A diferencia de la Ilíada y la Odisea, los dioses no son personajes, es decir, no actúan directamente en la Historia. No obstante, dejan sentir su influencia sobre las acciones humanas por vía indirecta, mediante los oráculos, los sueños premonitorios y admonitorios y los portentos que jalonan la obra. Estos elementos formaban parte de la experiencia religiosa de los griegos y, por tanto, tuvieron una presencia literaria no desdeñable tanto en los poemas homéricos como en las piezas teatrales trágicas y cómicas. Heródoto los adaptó a sus necesidades narrativas. Con ello, logró dos cosas, una deliberada y otra, sobrevenida. Por una parte, integró estas manifestaciones de presencia divina en su obra, fundiéndolas completamente con el entorno narrativo hasta convertirlas en una de sus señas de identidad. Por otra, la gran cantidad de referencias a oráculos, sueños y prodigios ha hecho de la Historia una fuente de consulta obligada para los estudiosos de la religión griega por la valiosa —aunque estilizada— información que ha proporcionado sobre cómo entendían los griegos la comunicación entre las esferas humana y divina.

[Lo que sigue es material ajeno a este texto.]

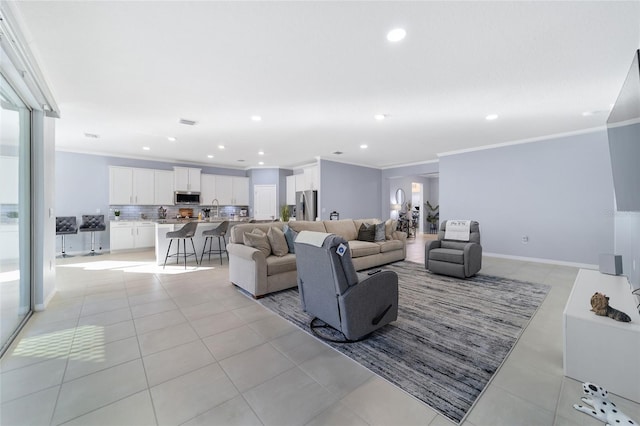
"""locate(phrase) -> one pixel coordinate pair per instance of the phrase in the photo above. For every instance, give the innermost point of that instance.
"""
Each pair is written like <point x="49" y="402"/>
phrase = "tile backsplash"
<point x="151" y="212"/>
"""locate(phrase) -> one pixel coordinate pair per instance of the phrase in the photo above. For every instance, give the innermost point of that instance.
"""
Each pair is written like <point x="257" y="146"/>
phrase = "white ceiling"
<point x="317" y="72"/>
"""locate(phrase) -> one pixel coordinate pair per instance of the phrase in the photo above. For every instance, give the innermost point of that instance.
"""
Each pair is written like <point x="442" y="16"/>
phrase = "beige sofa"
<point x="258" y="274"/>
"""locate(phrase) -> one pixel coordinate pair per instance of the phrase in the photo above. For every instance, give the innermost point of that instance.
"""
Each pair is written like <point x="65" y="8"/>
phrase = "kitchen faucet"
<point x="217" y="205"/>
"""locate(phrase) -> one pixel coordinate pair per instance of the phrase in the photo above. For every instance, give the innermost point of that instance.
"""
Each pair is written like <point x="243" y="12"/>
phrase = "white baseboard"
<point x="538" y="260"/>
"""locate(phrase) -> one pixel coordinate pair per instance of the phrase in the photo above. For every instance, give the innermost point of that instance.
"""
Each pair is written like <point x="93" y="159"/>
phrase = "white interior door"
<point x="265" y="205"/>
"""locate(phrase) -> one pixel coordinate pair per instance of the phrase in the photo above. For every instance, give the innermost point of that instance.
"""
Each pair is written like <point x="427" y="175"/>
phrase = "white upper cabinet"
<point x="207" y="189"/>
<point x="163" y="195"/>
<point x="301" y="183"/>
<point x="186" y="179"/>
<point x="229" y="190"/>
<point x="143" y="186"/>
<point x="291" y="190"/>
<point x="224" y="190"/>
<point x="240" y="191"/>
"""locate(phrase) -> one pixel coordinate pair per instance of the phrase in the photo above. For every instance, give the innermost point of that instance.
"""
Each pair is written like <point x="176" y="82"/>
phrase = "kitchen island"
<point x="168" y="225"/>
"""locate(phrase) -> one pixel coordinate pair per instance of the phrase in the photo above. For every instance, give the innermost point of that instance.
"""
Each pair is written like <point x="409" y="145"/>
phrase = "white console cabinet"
<point x="127" y="235"/>
<point x="599" y="349"/>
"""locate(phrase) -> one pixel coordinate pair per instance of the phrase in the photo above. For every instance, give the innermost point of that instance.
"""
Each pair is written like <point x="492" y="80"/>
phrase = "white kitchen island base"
<point x="162" y="242"/>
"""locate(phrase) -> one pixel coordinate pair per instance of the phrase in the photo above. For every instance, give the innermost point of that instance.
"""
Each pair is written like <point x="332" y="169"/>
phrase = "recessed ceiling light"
<point x="396" y="34"/>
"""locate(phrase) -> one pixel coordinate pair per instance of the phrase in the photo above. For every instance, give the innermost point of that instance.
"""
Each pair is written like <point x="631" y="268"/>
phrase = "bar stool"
<point x="66" y="225"/>
<point x="93" y="223"/>
<point x="187" y="231"/>
<point x="220" y="231"/>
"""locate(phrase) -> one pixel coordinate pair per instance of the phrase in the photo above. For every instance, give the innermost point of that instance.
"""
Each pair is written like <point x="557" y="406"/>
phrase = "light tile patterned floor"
<point x="127" y="343"/>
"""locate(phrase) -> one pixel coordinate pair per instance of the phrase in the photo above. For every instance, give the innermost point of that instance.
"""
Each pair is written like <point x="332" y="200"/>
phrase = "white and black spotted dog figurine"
<point x="600" y="406"/>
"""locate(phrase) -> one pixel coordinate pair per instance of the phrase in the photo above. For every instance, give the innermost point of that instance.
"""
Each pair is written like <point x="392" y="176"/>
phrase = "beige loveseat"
<point x="258" y="274"/>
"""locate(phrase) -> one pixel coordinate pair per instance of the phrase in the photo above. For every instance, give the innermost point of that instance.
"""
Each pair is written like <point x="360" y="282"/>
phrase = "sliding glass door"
<point x="15" y="213"/>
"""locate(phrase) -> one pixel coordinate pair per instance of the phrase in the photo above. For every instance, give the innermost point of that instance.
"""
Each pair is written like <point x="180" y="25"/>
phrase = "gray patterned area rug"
<point x="450" y="338"/>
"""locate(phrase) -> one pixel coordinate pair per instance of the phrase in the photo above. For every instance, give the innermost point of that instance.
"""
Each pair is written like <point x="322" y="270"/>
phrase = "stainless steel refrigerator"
<point x="306" y="205"/>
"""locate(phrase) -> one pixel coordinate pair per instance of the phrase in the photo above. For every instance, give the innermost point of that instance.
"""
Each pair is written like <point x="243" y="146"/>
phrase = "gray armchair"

La coexistencia en la obra de planteamientos conservadores y modernos para su tiempo no debe sorprendernos. Al contrario, se trata de un fenómeno normal, dado que en las primeras décadas del siglo V a. C. hubo un cambio de paradigma y mentalidad. En ese momento se ubica la transición entre las épocas Arcaica y Clásica. La obra de Heródoto refleja dicha transición. Por ello, a pesar de los pocos años que separaban a ambos autores, la Historia de Heródoto difiere en concepción de su sucesora inmediata, la Historia de la guerra del Peloponeso, de Tucídides de Atenas (460-400 a. C.). Tucídides, firmemente anclado en la Época Clásica, hizo del racionalismo la seña de identidad de su obra. Heródoto, a caballo entre dos épocas, fue más flexible.